The season premiere of The Orville is going to include the entire crew, and won’t be science fiction at all.

“The first show was kind of about love, about relationships on board,” Scott Grimes, who plays Lt. Gordon Malloy, said. “Some of them fun, some of them a little deeper. We literally did an episode that was kind of all inclusive to the ship and not really science fiction, which I love doing. If you’re on a ship of 300 people, and it’s allowed to have relationships — obviously, Bortus and Klyden have a relationship right there — so of course stuff is going to happen, more so with some characters than the other characters.”

Macfarlane alluded to this episode during the panel too.

“There’s an episode in season 2 that actually does not contain a sci-fi plot,” MacFarlane said. “It’s just all character pieces. That’s, to me, the essence of what a good sci-fi show should be able to do. Your characters should be so strong that if you want to do a story that is just pure comedy, then you should be able to do that.”


With alien species, the possibilities are endless.

“I think more and more [the show will deal with] the evolution of species, the crossover between different kinds of species on The Orville that delves into the race aspect of things,” Adrianne Palicki said. “There’s going to be more and more as we go along.”

Palicki plays first officer Kelly Grayson, Captain Ed Mercer (MacFarlane)’s ex. They were about to rekindle their relationship when Kelly decided the job had to come first. That’s not as simple a decision as it sounds.

“They’re kind of seeing how they’re going to deal with that ultimately,” Palicki said. “Will they or won’t they? It’s still going to be the question of the day. A few months passed, so there’s definitely been some time for things to sink in and settle, but seeing how two people deal with it very differently is going to be interesting.”

For Kelly too, knowing intellectually it’s better for the ship not to have a relationship with Ed, the heart wants what it wants.

“I think [she’s] still navigating her feelings with Ed, which I think is a push and pull,” Palicki said. “Doing the right thing is not the easiest thing sometimes. It’s not what you want so I think that’s going to be a little bit of a struggle for her.”


There will be new crew members complicating the crew dynamics.

“That’s going to cause some rift and you’re going to see how these two characters deal with it separately,” Palicki said.

Some of the existing crew will get closer too.

“This season you’re going to see much more of a relationship between Claire and Kelly,” Palicki said. “I just love that the friendships are written so beautifully, the support is written so beautifully.
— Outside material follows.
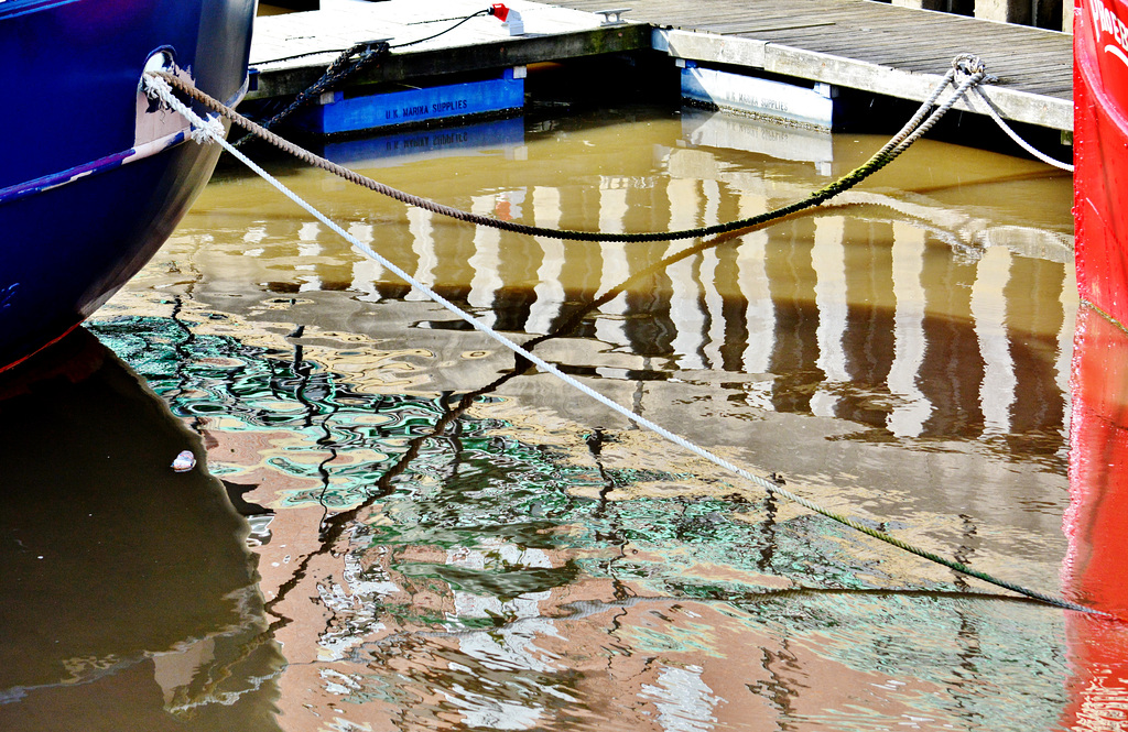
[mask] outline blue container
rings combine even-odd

It’s like ‘girl power,’ and they’re all strong women in very, very different ways.”

After her episode “Into the Fold,” in which Claire (Penny Johnson Jerald) is stranded on a planet with her children and Isaac (Mark Jackson), Jerald welcomes more action in season 2.

“Give me the action,” Jerald said. “I come from a place of fighters. My father was a fighter, a boxer, and Penny loves to box. So give it to me until my body won’t do it anymore. Bring it on.”


The crew of The Orville is a big family, said Halston Sage who plays Lt. Alara Kitan.

“Those relationships with Kelly and with Ed and the rest of the crew, really flourished in the first season,” Sage said. “I think in the second season you get to see them really come together and act as that second family.”

Given MacFarlane’s history with Family Guy and the Ted movies, critics and audiences at first expected The Orville to be a spoof of sci-fi shows. The TV spots full of one-liners didn’t help. On the panel, MacFarlane spoke about how he decides which episodes should lean more comedic and which should be dramatic.

“The tone should be dictated by what the story is,” MacFarlane said. “When you’re telling a story like the Rob Lowe episode, you can keep it kind of light. If you’re telling a story like the episode with Bortus’s baby, a joke will detract from the story. That’s what delighted us the most about the reactions. People were there for the show in each individual episode. They’re not pressuring you to keep this tone generic all the time.”

The Orville returns this fall on Fox.